By Brian Tinsman

WASHINGTON — Ever since the NFL passed college football for overall popularity, the NCAA has operated as a de facto minor league for the pro ranks, honing player talents and providing a talent pool from which the pros are selected.

Now, Tom Brady’s agent Don Yee and former NFL receiver Ed McCaffrey are pitching a semi-professional league called Pac Pro to bypass the oft-criticized amateur collegiate system.

As the name might suggest, it would be based out of Southern California and involve four teams of 50 players, and pay approximately $50,000 to players, with benefits. They hope to get the league off the ground by July 2018, according to the interview by Vice Sports.

“The player population will be players either directly from high school, or up to fewer than four years removed from high school,” Yee explained. “This is a group that has never been professionalized before. Our venture is first of its kind.”

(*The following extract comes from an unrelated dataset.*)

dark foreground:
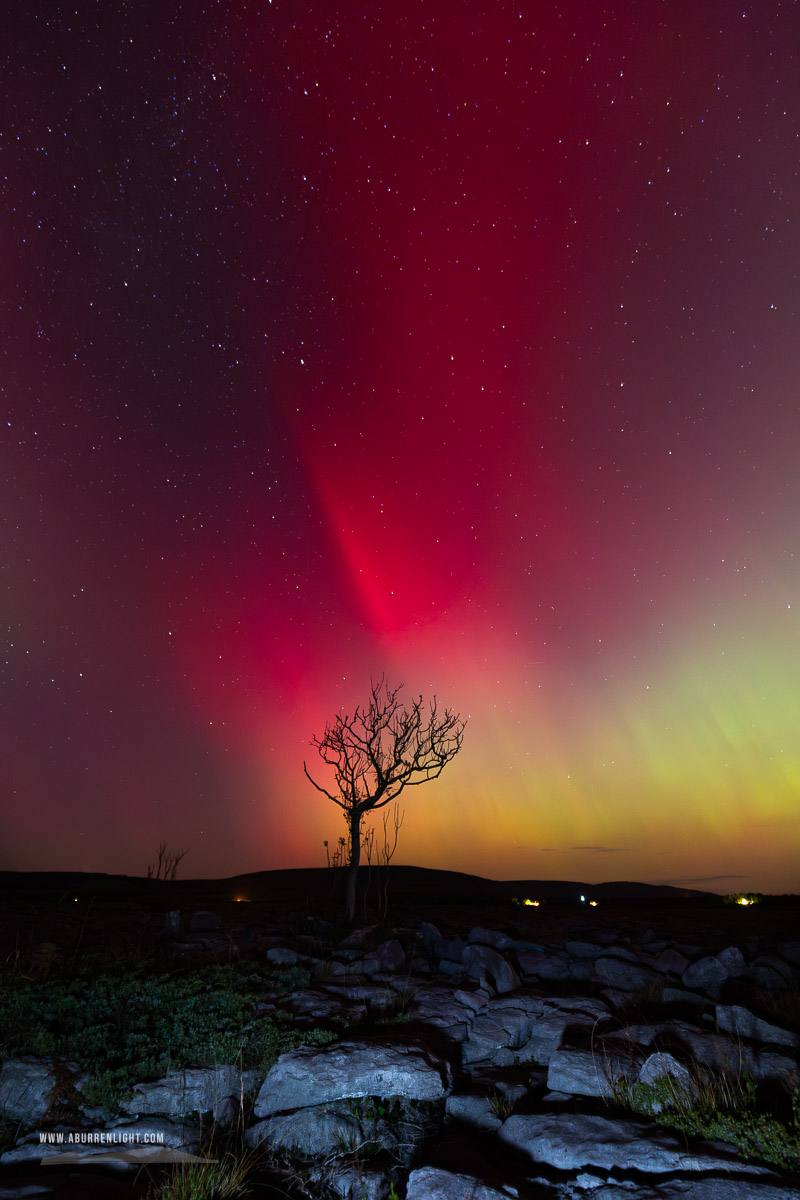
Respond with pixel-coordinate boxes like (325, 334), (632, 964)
(1, 867), (799, 1199)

And perhaps there is a good reason for this. The NFL requires players to be three years removed from high school play, claiming that the game is too physical and too intense for younger players. That argument was central to the decision to bar running back Maurice Clarett from joining the Denver Broncos after his freshman season at Ohio State.

Unlike the NCAA and other lesser professional football leagues, Pac Pro looks to market itself as an NFL feeder. It will adopt NFL rules and use NFL regulation equipment. The biggest difference could be an enhanced focus on player safety.

“Some of the ones we’re considering might be to eliminate kickoff and punt returns during games. Another might be to implement more of a man-to-man defense type of game,” Yee explained. “Another might be to look at potentially limiting blitzing—that would enhance safety for quarterbacks, as well as allow offensive linemen to develop in a matchup-type scheme.

“And another might be to look at prohibiting or limiting types of offense plays that use multiple receiver crossing routes.”

Yee and McCaffrey said they have spoken with NFL scouts, who reportedly want to see player athleticism on display. While the game film might not be as complex, it may help top prospects avoid the ever-present risk of injury.

Yee reassured Vice Sports that the group has the financial backing and leadership to make the league viable, but the failures of so many previous pro leagues are enough to cast doubt.

The key will be getting top talent to forgo college football to give the league a try.

“We’re simply going to offer a choice. There’s no question that there is tremendous interest—as evidenced by successful web businesses—in emerging football talent,” Yee explained. “People follow high school football talent and where it goes, and follow that talent earlier and earlier. we’re able to bring aboard really good talent, the fan interest will eventually develop.

“If we’re able to bring aboard really good talent, the fan interest will eventually develop.”